Thursday, February 26, 2009

Body Language and Recycling Containers

The string of posts below were originally posted at www.princetonprimer.com. They serve as critiques of a wide variety of recycling containers used in places frequented by the public. That many of them, including those that cost as much as $1000 each, fail to serve their intended purpose points to the need for this "course" in container design.

Containers matter because they are the first in a row of dominoes, helping determine whether a recycling system functions or collapses in a heap. If the trash is mixed with recyclables, custodians throw it all away, and use the contamination as an excuse to eventually not bother recycling at all. This "recycling in name only" in turn breeds cynicism, further eroding participation by the public. The dysfunctional containers remain long afterwards, in libraries, stadiums, on city streets--like gravestones to good intentions.

A functional recycling container 1) provides abundant visual cues to the user, and 2) is paired with a trash container. These two rules are very simple, but through indifference or some stubborn belief that people carefully read signs and behave rationally, they are frequently ignored.

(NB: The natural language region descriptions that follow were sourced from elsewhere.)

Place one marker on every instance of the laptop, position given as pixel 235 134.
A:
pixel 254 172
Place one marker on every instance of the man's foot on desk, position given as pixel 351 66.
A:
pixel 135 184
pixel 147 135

Though recycling in concept has broad, perhaps almost universal support, most people are surprisingly oblivious about what they do with an item they wish to get rid of when out about town. Refuse or recyclable, it goes in the first trash-like container they encounter, regardless of labeling. As described in one of the posts, our big brains don't want to be preoccupied with small things. Unfortunately, countless small actions add up to large consequence, as we've seen over and over--in nonpoint source pollution, global warming, and the voting that serves as the foundation of democracy.

Most recycling container designs fail for lack of the right visual cues. People don't stop to take note of the nice recycling logo, but respond instead, in their state of distraction, to subliminal messages--the body language of the container.